Anway, there is lots to report. After my last unofficial 10K, I got utterly mired in final exams/projects, and an apparent case of the plague (I kid), that racked my respiratory system and left me pretty useless, fitness wise, for the second half of December. I did not meet my 100 mile goal for the month.
Likely, I will not meet my 100 mile goal for this month, either.
However, this past Sunday was the Manhattan Half-Marathon. My first race of the new year and the new decade (WEIRD!). I got up at 5:30, and went through my morning race morning ritual. Made sure my timing tag was properly affixed to my shoe, my race bib properly affixed to my pants, layers properly layered, scarf down half a bagel and a banana and tiptoed back into the bedroom to kiss Jeremy goodbye. As he looked at me, sleepily, he whispered, "There's one thing I want you to do for me." "What's that?" I asked. "Win," he said, grinning. Oh, Rocky movies. My endless source of inspiration.
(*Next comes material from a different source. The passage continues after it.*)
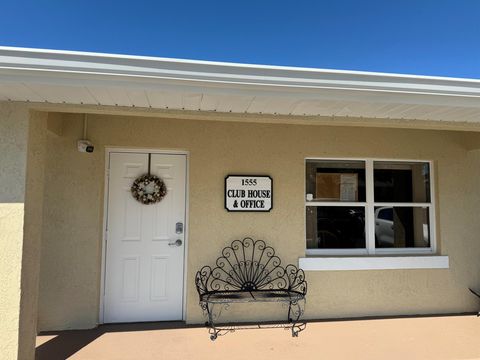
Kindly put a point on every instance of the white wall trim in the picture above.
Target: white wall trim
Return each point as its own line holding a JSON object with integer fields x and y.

As I made the 20 minute walk from our apartment to the subway, I realized that I had forgotten my Garmin. My fancy new running toy! I had been all excited about running with it for the first time in a race, and now it was too late to turn back and get it. I hmphed my way around the subway platform and waited for the train.
When I approached the start, I was a bit chilled, as it was only 37 degrees but some other runners and I started comparing war stories from last year's Manhattan half, which was, I believe, 12 degrees. I'll take 37 any day, thank you.
Once the race started, I decided that since I was Garmin-less, I was just going to run whatever felt comfortable. My previous PR of 2:08 seemed like a bit of a long-shot, since that was back in May and I hadn't had that stellar a winter in terms of my training. I was expecting to come in around 2:12 and would have been utterly happy with that. I ran and ran, and didn't really pay attention to the clocks at each mile... until I got to mile 4, that is. I knew it had taken me 4 minutes to get to the start, once the clock started, and here I was now, crossing mile 4 at 36 minutes. Take away those 4 minutes from the start and I was running 8 minute miles. Really? REALLY? I'd felt so slow and sluggish lately, and my expectations were so low. I checked in with my body and was delighted to realize that nothing hurt, my breathing felt fine and while I realized that I was working hard, nothing seemed out of control. I started doing intense mathematical calculations, such as adding and subtracting, and realized that if I was able to keep this pace going, not only would I beat my PR, but I had a chance of coming in under 2 hours!
I tried to tell myself that I would just keep it comfortable, though. No need getting all excited now. But I couldn't help it. I ran hard. I ran and ran. And while my brain kept tripping over itself, trying to do more mathematical calculations, my feet just kept running.
At mile 8, I started to feel a blister forming on top of my second toe. I kept running. At mile 9, Night on Bald Mountain came on my iPod, and I started pretending that I was one of those giant monsters from Disney's Fantasia, flying around a mountain (this was both incredibly silly and incredibly helpful when it was time to run up those hills). At mile 10, I could feel that I was slowing down, but everything still felt good. So, I kept running hard.
Finally, the finish line was in sight. I knew I'd slowed down quite a bit. I didn't feel like I had much left in the tank, but I gave it a good ole 400 meter sprint towards the finish. Final time -- 1:56:37.
A 12 minute PR.
Oh... Speedy McDoubterson? Turns out she ran the same race. Now, I don't enjoy running for the competition of it. I'm only competing against myself. But, I must say, it does feel pretty good to be able to say that I finished a full minute ahead of her.
After the race, I called Jeremy and breathlessly told him about my new PR and that I couldn't believe it. He told me what he always tells me when I doubt myself, "Baby, you're tougher than you think."